Evaluating Synthetic Data Quality for Regional Microsimulation: Comparing Model-Generated and Commercial Data Sources for Population Modelling
Background and Motivation Regional microsimulation models face critical data challenges: survey data lack local representativeness, administrative data access is often restricted, and commercial datasets are costly. Increasingly, researchers turn to synthetic data generated through statistical models, but questions remain about their validity for policy analysis compared to established commercial alternatives like Experian.

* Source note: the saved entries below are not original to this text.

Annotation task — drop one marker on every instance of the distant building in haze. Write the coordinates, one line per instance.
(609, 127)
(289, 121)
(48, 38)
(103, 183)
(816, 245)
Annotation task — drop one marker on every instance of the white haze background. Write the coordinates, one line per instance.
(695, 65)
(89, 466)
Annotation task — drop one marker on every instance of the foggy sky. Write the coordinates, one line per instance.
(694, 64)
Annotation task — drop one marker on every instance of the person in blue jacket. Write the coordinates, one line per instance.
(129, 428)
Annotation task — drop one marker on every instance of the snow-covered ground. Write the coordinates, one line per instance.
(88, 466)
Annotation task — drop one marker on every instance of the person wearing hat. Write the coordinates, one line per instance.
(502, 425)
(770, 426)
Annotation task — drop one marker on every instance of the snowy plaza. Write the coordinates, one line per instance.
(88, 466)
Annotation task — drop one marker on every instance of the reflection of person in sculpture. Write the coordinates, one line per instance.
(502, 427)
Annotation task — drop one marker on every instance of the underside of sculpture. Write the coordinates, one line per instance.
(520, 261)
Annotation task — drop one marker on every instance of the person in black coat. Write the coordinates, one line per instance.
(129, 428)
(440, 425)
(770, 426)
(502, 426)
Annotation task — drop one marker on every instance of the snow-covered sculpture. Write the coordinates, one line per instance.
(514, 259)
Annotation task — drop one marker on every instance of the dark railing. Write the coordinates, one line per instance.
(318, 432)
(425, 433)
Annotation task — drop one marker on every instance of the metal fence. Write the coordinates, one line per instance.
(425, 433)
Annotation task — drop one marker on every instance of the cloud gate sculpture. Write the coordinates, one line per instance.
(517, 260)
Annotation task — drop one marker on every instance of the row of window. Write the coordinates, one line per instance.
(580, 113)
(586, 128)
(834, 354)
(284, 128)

This study evaluates synthetic population data against Experian commercial data for Essex microsimulation applications. Both datasets represent different forms of modelled data: Experian combines administrative records, commercial sources, and modelled estimates, while synthetic data is generated through statistical algorithms. Although both are typically validated against official statistics (ONS Census, household size, income benchmarks, age structure), validation against marginal distributions does not guarantee equivalence for policy analysis, where joint distributions and correlation structures matter critically. Our existing work developed UKMOD-aligned weights for Essex by reweighting FRS survey data to match Experians joint distribution of household characteristics. This provides a validated benchmark against which to assess synthetic data alternatives.

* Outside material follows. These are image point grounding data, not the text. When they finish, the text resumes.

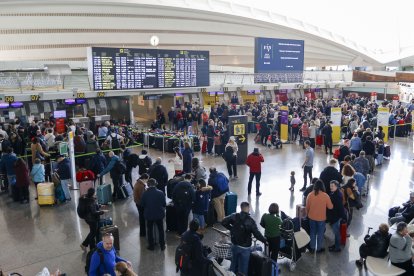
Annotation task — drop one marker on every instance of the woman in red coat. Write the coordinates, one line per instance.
(22, 180)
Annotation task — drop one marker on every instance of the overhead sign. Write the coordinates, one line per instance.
(282, 58)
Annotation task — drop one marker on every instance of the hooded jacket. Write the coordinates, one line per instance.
(109, 261)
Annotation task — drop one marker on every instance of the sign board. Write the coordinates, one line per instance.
(237, 128)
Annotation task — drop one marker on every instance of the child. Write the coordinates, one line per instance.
(292, 181)
(38, 173)
(201, 202)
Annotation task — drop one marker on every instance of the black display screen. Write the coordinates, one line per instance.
(126, 68)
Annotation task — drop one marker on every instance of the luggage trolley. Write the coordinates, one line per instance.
(289, 247)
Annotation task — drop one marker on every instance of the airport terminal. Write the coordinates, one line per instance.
(206, 137)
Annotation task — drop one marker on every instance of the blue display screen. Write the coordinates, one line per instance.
(273, 55)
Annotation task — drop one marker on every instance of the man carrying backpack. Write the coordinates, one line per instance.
(104, 258)
(189, 256)
(241, 227)
(183, 198)
(115, 169)
(220, 184)
(89, 210)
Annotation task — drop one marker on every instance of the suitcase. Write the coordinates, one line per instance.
(113, 229)
(171, 218)
(204, 147)
(84, 186)
(262, 265)
(125, 191)
(319, 140)
(230, 203)
(342, 231)
(155, 234)
(211, 217)
(104, 194)
(387, 151)
(46, 193)
(301, 212)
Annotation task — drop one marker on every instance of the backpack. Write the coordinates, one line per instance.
(115, 144)
(120, 167)
(89, 258)
(183, 196)
(183, 257)
(82, 208)
(222, 183)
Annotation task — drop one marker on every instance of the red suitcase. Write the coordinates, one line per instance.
(342, 231)
(319, 140)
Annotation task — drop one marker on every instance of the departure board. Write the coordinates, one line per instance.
(126, 68)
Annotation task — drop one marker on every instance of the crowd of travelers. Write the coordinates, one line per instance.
(29, 152)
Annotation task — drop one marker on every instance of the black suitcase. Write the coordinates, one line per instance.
(171, 218)
(211, 217)
(262, 265)
(113, 229)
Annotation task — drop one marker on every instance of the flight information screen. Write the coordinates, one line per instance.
(126, 68)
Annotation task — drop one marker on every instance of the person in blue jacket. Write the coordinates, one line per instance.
(115, 175)
(187, 157)
(104, 259)
(63, 169)
(153, 202)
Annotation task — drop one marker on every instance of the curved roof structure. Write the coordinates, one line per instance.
(60, 30)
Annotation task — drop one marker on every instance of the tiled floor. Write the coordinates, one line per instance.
(32, 237)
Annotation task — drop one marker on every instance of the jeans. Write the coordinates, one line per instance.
(232, 166)
(317, 229)
(307, 170)
(240, 259)
(142, 229)
(150, 232)
(397, 218)
(200, 219)
(219, 206)
(249, 187)
(335, 228)
(92, 236)
(182, 219)
(65, 186)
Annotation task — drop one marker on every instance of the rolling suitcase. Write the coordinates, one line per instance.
(171, 218)
(125, 191)
(46, 194)
(113, 229)
(104, 194)
(262, 265)
(84, 186)
(342, 232)
(319, 140)
(230, 203)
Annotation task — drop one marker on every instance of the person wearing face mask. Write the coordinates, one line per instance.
(139, 189)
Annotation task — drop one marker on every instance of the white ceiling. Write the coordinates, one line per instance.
(58, 30)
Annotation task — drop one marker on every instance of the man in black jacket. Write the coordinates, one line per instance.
(92, 215)
(159, 173)
(330, 173)
(375, 245)
(336, 214)
(241, 227)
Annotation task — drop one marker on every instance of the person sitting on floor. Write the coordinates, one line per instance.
(375, 245)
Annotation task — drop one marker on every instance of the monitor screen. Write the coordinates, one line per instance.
(16, 105)
(59, 114)
(70, 101)
(80, 101)
(4, 105)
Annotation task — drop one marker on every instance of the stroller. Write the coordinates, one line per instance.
(292, 243)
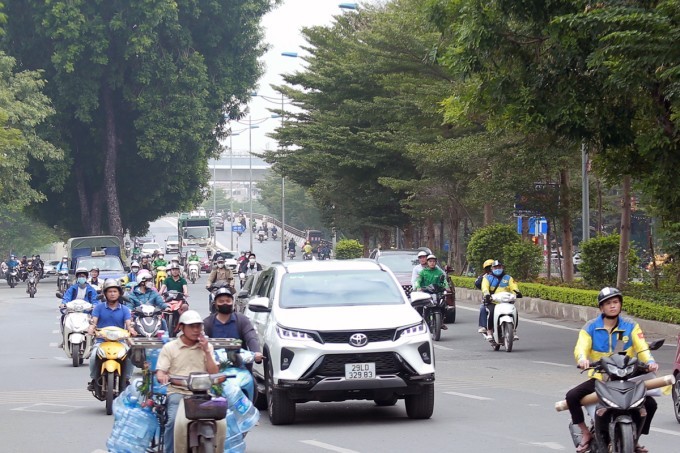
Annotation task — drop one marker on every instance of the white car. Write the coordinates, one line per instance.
(339, 330)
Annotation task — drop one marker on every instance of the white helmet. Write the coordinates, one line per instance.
(190, 317)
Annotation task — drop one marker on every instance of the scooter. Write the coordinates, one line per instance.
(200, 424)
(148, 320)
(617, 407)
(109, 381)
(76, 342)
(175, 299)
(161, 275)
(426, 303)
(32, 284)
(62, 281)
(194, 270)
(504, 321)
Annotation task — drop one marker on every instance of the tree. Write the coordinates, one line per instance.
(141, 89)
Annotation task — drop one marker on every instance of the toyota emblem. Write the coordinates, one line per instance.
(358, 340)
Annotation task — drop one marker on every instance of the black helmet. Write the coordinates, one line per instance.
(607, 293)
(221, 292)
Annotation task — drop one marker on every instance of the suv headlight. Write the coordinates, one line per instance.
(413, 329)
(291, 334)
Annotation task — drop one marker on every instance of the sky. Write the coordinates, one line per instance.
(282, 34)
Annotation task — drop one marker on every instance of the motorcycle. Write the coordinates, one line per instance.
(62, 281)
(194, 270)
(109, 381)
(175, 299)
(147, 320)
(428, 304)
(161, 275)
(617, 407)
(77, 343)
(200, 426)
(32, 284)
(504, 321)
(13, 277)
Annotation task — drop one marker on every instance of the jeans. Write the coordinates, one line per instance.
(127, 365)
(172, 407)
(482, 315)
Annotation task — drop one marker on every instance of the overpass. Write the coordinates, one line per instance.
(240, 166)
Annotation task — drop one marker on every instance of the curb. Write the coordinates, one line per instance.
(558, 310)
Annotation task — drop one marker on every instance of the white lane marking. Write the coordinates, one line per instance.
(552, 363)
(325, 446)
(444, 348)
(467, 395)
(549, 445)
(540, 323)
(665, 431)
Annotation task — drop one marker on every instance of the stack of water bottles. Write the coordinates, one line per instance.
(133, 426)
(242, 416)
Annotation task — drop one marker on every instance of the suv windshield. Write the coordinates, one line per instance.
(399, 262)
(338, 288)
(104, 263)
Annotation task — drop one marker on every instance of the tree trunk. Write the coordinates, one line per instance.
(567, 236)
(624, 244)
(110, 164)
(488, 214)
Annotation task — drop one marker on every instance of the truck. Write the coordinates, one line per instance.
(194, 231)
(103, 252)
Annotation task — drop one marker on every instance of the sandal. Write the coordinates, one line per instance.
(583, 447)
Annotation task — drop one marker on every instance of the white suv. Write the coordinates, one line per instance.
(339, 330)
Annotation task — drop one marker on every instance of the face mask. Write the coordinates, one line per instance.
(225, 309)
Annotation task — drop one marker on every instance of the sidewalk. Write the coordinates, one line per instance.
(558, 310)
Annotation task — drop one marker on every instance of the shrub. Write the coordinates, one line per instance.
(600, 263)
(489, 242)
(523, 260)
(348, 249)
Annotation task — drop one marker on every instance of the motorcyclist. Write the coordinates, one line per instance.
(482, 307)
(497, 282)
(94, 278)
(144, 293)
(432, 275)
(110, 313)
(220, 273)
(175, 282)
(250, 266)
(145, 264)
(597, 339)
(159, 261)
(134, 270)
(224, 323)
(190, 352)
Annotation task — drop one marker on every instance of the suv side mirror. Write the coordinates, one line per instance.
(259, 305)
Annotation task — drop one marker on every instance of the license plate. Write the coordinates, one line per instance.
(360, 370)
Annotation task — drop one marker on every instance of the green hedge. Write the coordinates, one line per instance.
(635, 307)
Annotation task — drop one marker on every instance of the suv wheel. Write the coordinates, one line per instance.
(420, 406)
(280, 408)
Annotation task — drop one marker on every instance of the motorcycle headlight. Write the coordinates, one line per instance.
(290, 334)
(414, 329)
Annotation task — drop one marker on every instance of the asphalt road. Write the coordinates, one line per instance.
(485, 400)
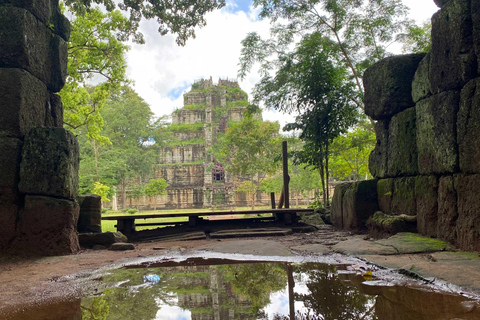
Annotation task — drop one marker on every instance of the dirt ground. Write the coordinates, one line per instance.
(38, 280)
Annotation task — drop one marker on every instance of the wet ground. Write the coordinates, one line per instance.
(325, 283)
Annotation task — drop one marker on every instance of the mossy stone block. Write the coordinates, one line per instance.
(50, 163)
(23, 102)
(436, 133)
(468, 128)
(402, 146)
(426, 198)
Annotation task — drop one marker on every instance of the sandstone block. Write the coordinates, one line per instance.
(54, 112)
(27, 43)
(105, 239)
(23, 102)
(8, 215)
(436, 133)
(421, 86)
(377, 162)
(385, 195)
(426, 197)
(475, 11)
(90, 219)
(447, 210)
(403, 199)
(10, 156)
(359, 203)
(50, 163)
(46, 11)
(468, 204)
(48, 226)
(402, 147)
(388, 85)
(337, 204)
(453, 61)
(468, 128)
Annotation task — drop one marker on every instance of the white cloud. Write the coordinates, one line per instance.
(160, 66)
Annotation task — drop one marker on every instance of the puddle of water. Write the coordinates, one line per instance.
(221, 289)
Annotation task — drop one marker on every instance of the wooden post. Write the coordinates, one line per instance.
(286, 177)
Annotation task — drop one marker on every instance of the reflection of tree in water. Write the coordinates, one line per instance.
(220, 291)
(257, 281)
(329, 298)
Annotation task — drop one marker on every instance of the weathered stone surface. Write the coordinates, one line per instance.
(380, 224)
(440, 3)
(337, 204)
(468, 206)
(402, 146)
(468, 128)
(453, 61)
(447, 210)
(46, 11)
(388, 85)
(421, 86)
(377, 162)
(8, 215)
(122, 246)
(403, 200)
(475, 11)
(358, 247)
(106, 239)
(436, 133)
(426, 196)
(23, 102)
(10, 156)
(358, 204)
(406, 242)
(90, 219)
(47, 226)
(54, 112)
(50, 163)
(385, 195)
(27, 43)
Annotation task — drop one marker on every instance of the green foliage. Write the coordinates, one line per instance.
(179, 17)
(350, 153)
(357, 34)
(94, 50)
(418, 39)
(102, 190)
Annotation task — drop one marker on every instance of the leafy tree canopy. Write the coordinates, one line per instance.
(179, 17)
(357, 32)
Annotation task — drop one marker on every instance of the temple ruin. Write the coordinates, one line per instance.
(188, 164)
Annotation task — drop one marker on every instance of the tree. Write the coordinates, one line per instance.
(249, 148)
(357, 32)
(418, 39)
(350, 153)
(95, 52)
(135, 138)
(308, 81)
(155, 187)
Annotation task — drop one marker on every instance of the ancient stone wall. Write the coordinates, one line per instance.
(187, 116)
(427, 112)
(182, 154)
(38, 158)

Methodology The comparison evaluates synthetic data against our established reweighted UKMOD variant by applying identical tax-benefit policy scenarios through UKMOD using each dataset. Policy simulation outputs - including income distribution changes, gains and losses by household type, and demographic impacts, are compared to assess whether synthetic data replicates the distributional patterns produced by our machine learning-based reweighted data. This direct comparison provides practical evidence on whether synthetic data offers comparable analytical utility to established reweighting methodologies for regional microsimulation applications.

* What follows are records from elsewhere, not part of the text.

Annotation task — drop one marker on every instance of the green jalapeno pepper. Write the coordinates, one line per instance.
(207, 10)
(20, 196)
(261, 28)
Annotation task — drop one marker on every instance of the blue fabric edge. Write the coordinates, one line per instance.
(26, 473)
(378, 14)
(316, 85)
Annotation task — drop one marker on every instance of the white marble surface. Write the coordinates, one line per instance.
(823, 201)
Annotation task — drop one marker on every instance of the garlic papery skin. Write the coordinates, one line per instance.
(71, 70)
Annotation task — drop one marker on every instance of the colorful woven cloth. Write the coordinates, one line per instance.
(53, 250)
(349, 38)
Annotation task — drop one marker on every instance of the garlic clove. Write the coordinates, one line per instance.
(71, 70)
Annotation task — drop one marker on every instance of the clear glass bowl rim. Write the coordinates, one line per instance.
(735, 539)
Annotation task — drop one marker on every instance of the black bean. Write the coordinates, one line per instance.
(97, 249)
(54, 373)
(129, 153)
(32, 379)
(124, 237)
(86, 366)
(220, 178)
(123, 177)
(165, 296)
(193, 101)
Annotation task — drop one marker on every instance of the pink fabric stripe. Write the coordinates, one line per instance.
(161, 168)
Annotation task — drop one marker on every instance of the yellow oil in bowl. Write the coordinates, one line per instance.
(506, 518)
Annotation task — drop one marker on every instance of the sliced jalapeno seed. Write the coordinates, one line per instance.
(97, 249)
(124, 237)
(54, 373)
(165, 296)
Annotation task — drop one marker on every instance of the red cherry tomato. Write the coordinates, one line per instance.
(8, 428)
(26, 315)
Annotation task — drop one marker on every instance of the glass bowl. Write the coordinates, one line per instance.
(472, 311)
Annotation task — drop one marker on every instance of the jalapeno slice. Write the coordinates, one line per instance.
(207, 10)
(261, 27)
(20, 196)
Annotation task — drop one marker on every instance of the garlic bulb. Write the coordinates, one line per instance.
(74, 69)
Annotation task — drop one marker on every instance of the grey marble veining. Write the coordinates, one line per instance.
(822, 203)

Expected Contribution This research provides practical evidence on whether synthetic data produces comparable policy analysis results to established reweighting methodologies for regional microsimulation. The study addresses a fundamental question: can synthetic data adequately substitute for more resource-intensive data alignment approaches while maintaining analytical reliability? Findings will inform data strategy decisions for researchers and local authorities conducting sub-national distributional analysis, particularly where resource constraints, data access limitations, or timeliness considerations favor synthetic data solutions.